The internal phone memory is generally of a lesser amount than the amount of the memory you'd have on a SD card. You cannot really change the amount of internal memory you have on your phone but you can always get a new SD card with a larger storage capacity.
So when you have apps that need a lot of space it is better to have them installed on the SD card.
will installing more apps on internal memory make the phone run slower ???
I don't think it will make the phone run slower, but you'll have lesser storage space for your other data which is stored in the internal storage like your contacts etc.

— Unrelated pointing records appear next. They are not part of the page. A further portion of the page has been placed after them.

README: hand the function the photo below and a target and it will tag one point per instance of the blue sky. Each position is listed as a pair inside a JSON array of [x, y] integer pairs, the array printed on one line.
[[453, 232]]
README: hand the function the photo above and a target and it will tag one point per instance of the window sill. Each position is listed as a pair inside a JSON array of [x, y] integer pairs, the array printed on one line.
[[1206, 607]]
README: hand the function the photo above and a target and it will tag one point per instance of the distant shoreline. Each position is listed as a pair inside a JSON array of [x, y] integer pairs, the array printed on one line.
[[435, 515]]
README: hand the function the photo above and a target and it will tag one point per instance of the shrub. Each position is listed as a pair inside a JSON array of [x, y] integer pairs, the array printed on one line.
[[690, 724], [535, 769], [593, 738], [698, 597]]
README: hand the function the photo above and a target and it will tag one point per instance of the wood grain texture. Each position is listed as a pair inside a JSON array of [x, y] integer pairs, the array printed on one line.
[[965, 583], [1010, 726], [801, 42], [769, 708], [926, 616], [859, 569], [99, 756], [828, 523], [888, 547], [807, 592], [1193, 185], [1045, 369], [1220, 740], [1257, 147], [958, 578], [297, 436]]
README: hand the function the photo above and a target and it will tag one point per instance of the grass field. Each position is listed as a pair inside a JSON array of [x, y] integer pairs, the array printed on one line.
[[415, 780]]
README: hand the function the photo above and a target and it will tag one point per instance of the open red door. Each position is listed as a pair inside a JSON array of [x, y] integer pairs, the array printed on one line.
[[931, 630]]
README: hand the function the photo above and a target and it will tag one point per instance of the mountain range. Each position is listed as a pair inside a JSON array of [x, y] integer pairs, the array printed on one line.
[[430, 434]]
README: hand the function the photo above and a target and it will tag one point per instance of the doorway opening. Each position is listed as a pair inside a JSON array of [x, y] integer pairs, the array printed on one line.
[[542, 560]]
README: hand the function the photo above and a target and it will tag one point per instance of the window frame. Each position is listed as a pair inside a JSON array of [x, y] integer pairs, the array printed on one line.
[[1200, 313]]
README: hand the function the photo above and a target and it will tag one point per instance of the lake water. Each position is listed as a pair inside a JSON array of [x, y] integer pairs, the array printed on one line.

i have an HTC Sensation XE running on Darkforest ROM, this is my RAM (pic) how can i increase the free memory, thats the max i get around 180MB free
View attachment 1034360
Can I know why you wish to free up the RAM? In most cases you really don't need to because the OS manages that quite efficiently. It will free up the RAM and make room for the running applications whenever it needs to.
cuz in some apps after opening them for a while and try to close this app the phone restarts, so i read that its cuz of low RAM
please correct me if am mistaken
180 mb is a lot of RAM for a single application to use. And as I said, the OS, is pretty good at managing it. Although I cannot exactly tell you why your phone might be restarting when you close some apps, I don't really think it would be cause of the low RAM.
I checked my phone and it had about the same amount of RAM occupied as yours(i.e. 2 thirds of the total capacity). Then i started a game called Fruit Ninja which uses 3d graphics, which should need a lot of RAM. Then i pressed home and checked the RAM usage again. Even then the RAM usage did not go up by much.
You should try to verify this on your phone too. Check the amount of RAM thats being used. Then start the application thats causing the problem. Press the home button and check the RAM usage again.
An app will probably run quicker from internal mem because flash storage is much slower, but youre'e limited by space constraints.
Sent from my MB526 using XDA
Well it might load into the RAM quicker. But I don't really think there is much of a difference in speed while its running. Unless there are a lot of loading and writing operations.
Pay attention to one thing: internal storage and ram are not the same thing.
Ram is commonly allocated on a high speed journaled partition and it is 1000 times or more faster than both the internal emmc or the external SD (that'd why a swap partition is not as fast as real ram).
Just for the I/O parallelism, an app installed on the external sd could very likely run faster than one that resides in the internal emmc. Anyway, it also depends on the class of the external sd, though the class counts only when writing sequential data, while reading could even be faster when using a lower class SD.
lucaoldb said:
Pay attention to one thing: internal storage and ram are not the same thing.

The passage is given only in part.